Full-year guidance was not quantified, but management emphasized:

  • Capital deployment will remain disciplined, with all major projects subject to board review
  • Business modeled on copper and aluminum strength, not a brass alloy rebound

Takeaways

YDDL’s fiscal 2025 demonstrates the advantage of regulatory barriers and disciplined execution, with copper alloy demand and margin gains outpacing top-line growth. The company’s capital-light, debt-free model enables it to invest in expansion while maintaining flexibility.

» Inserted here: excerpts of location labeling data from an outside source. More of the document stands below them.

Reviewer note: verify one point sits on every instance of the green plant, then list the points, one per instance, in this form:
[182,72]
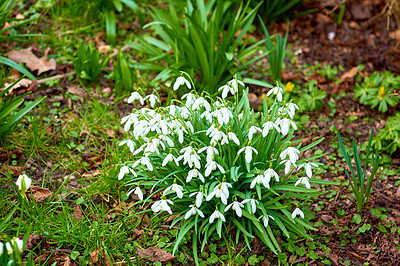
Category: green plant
[276,53]
[208,42]
[358,177]
[89,63]
[7,107]
[377,90]
[215,163]
[388,138]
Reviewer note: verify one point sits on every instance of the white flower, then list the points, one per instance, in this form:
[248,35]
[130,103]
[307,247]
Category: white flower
[211,166]
[136,96]
[136,191]
[219,192]
[293,154]
[129,143]
[253,203]
[252,130]
[267,126]
[296,212]
[181,81]
[277,91]
[304,181]
[266,219]
[271,173]
[170,158]
[153,99]
[194,173]
[308,168]
[236,206]
[124,170]
[162,205]
[199,197]
[248,150]
[178,189]
[232,136]
[23,181]
[192,211]
[217,214]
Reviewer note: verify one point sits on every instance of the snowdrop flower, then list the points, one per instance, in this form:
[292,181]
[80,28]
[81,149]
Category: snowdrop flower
[232,136]
[178,189]
[248,151]
[277,91]
[145,161]
[236,206]
[219,192]
[266,219]
[125,170]
[153,99]
[211,166]
[217,214]
[129,143]
[271,173]
[296,212]
[267,126]
[194,173]
[23,182]
[192,211]
[170,158]
[199,197]
[293,154]
[304,181]
[162,205]
[285,123]
[252,130]
[181,81]
[253,203]
[136,191]
[136,96]
[308,168]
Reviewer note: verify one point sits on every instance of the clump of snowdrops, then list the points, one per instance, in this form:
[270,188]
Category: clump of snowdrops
[219,165]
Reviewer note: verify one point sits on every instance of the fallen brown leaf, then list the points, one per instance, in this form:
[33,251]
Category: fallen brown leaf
[155,254]
[40,193]
[32,61]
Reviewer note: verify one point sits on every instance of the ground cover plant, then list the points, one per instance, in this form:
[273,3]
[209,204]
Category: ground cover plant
[76,188]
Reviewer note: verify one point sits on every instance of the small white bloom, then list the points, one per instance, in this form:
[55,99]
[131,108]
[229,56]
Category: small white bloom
[136,96]
[303,180]
[192,211]
[181,81]
[23,179]
[217,214]
[178,189]
[236,206]
[248,151]
[253,203]
[296,212]
[124,170]
[153,99]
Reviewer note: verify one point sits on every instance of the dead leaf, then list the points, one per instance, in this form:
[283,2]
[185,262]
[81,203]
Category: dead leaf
[349,74]
[77,214]
[32,61]
[155,254]
[40,193]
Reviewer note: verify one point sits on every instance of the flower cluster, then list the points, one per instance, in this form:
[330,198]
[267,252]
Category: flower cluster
[218,162]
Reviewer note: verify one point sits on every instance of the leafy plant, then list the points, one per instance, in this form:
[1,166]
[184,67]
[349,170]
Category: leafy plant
[276,53]
[208,42]
[89,63]
[388,138]
[377,90]
[7,107]
[217,164]
[358,177]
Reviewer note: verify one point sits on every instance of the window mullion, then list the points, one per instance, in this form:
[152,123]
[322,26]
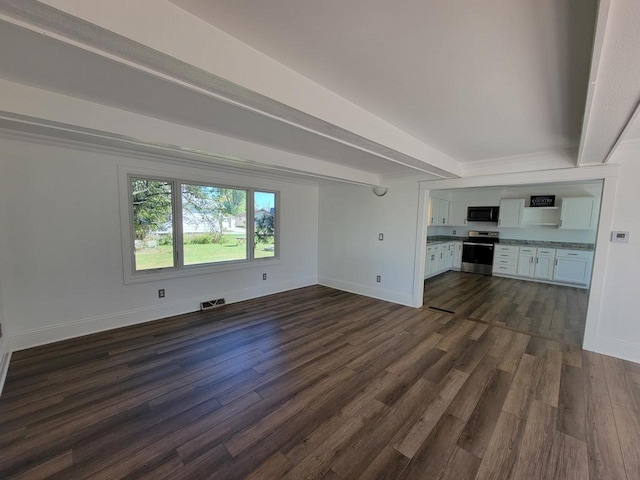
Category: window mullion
[250,225]
[178,244]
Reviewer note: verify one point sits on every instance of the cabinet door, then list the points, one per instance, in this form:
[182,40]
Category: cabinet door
[449,257]
[427,258]
[572,270]
[526,262]
[544,264]
[433,264]
[577,213]
[434,211]
[457,213]
[457,255]
[444,212]
[442,260]
[511,210]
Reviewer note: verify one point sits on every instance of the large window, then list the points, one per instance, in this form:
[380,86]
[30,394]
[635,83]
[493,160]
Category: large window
[178,226]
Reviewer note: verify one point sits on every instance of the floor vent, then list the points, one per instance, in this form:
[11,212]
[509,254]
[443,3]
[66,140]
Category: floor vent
[442,310]
[209,304]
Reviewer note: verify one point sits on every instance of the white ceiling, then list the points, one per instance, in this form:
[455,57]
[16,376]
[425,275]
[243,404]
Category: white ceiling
[45,63]
[476,80]
[358,90]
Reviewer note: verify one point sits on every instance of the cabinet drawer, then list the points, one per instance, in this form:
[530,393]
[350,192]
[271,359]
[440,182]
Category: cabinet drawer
[578,254]
[507,249]
[506,269]
[501,255]
[505,261]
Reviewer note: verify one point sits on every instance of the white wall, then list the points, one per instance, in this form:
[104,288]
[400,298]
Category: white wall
[619,328]
[350,254]
[62,273]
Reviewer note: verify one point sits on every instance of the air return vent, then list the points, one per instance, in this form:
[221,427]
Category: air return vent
[209,304]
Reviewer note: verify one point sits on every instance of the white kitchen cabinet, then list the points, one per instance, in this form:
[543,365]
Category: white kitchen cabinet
[573,266]
[438,211]
[577,213]
[457,213]
[505,259]
[430,263]
[443,258]
[457,256]
[526,262]
[511,211]
[544,263]
[440,258]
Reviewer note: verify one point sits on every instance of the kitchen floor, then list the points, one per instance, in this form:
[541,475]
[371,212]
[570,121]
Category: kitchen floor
[548,311]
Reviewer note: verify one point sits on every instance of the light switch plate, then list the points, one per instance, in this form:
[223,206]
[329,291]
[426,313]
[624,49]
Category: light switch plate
[620,237]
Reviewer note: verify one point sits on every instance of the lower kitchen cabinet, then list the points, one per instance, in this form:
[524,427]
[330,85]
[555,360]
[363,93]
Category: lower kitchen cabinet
[442,257]
[572,266]
[457,256]
[526,262]
[544,264]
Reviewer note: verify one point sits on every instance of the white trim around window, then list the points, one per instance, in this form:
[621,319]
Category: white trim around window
[178,268]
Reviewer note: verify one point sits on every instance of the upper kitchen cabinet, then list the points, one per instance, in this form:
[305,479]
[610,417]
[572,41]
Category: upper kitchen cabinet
[577,213]
[438,211]
[511,211]
[458,213]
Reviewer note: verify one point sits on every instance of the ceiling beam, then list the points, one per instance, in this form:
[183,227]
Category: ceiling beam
[614,82]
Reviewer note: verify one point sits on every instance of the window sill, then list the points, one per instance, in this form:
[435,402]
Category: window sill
[157,275]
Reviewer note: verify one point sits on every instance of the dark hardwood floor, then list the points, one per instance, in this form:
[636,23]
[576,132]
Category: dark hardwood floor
[318,383]
[551,311]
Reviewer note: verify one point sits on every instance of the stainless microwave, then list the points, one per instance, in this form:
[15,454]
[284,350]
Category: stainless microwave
[483,214]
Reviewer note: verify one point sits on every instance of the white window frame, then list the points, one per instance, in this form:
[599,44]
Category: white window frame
[131,275]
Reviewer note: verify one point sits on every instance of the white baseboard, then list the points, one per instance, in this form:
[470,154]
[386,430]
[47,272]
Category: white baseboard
[367,291]
[540,280]
[78,328]
[5,358]
[618,348]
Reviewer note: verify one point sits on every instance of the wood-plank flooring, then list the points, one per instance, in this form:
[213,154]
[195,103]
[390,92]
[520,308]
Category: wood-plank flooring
[551,311]
[318,383]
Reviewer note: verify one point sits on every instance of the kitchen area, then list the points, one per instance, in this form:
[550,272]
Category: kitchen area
[520,257]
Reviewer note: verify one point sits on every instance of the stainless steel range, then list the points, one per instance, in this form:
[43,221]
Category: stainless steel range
[477,252]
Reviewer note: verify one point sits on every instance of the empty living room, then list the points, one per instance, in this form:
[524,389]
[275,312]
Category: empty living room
[342,240]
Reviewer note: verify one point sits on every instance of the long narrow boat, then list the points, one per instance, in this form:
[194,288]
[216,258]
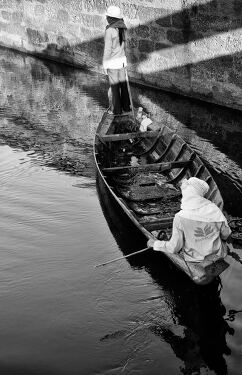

  • Margin Expansion Surpassed Revenue Growth: Cost control and procurement discipline drove profitability, with margin gains outpacing the top line.
  • Brass Alloy Weakness Highlights Product Mix Risk: Management is not banking on a rebound, focusing instead on core copper and aluminum lines.
  • Battery Recycling and Global Expansion Are Next Catalysts: Execution on new facility buildout and market entry will be key watchpoints in the coming years.

Conclusion

YDDL enters 2026 with a fortified regulatory position, expanding margin profile, and a strategic agenda focused on international growth and battery recycling. The company’s ability to execute on these priorities while maintaining cost discipline and regulatory compliance will determine the durability of its growth trajectory.

Industry Read-Through

YDDL’s results underscore the rising value of regulatory barriers and supply chain discipline in the metals recycling industry. As global demand for copper and aluminum is amplified by the electric vehicle transition and hyperscale data center buildout, licensed recyclers with capacity and compliance credentials are positioned to benefit from tighter supply and higher input volatility. The company’s commentary on U.S. tariffs and shifting global flows signals that non-U.S. operators with strong regulatory frameworks may see increased access to raw materials and demand. Battery recycling is emerging as a new competitive front, and execution here will be a key differentiator across the sector.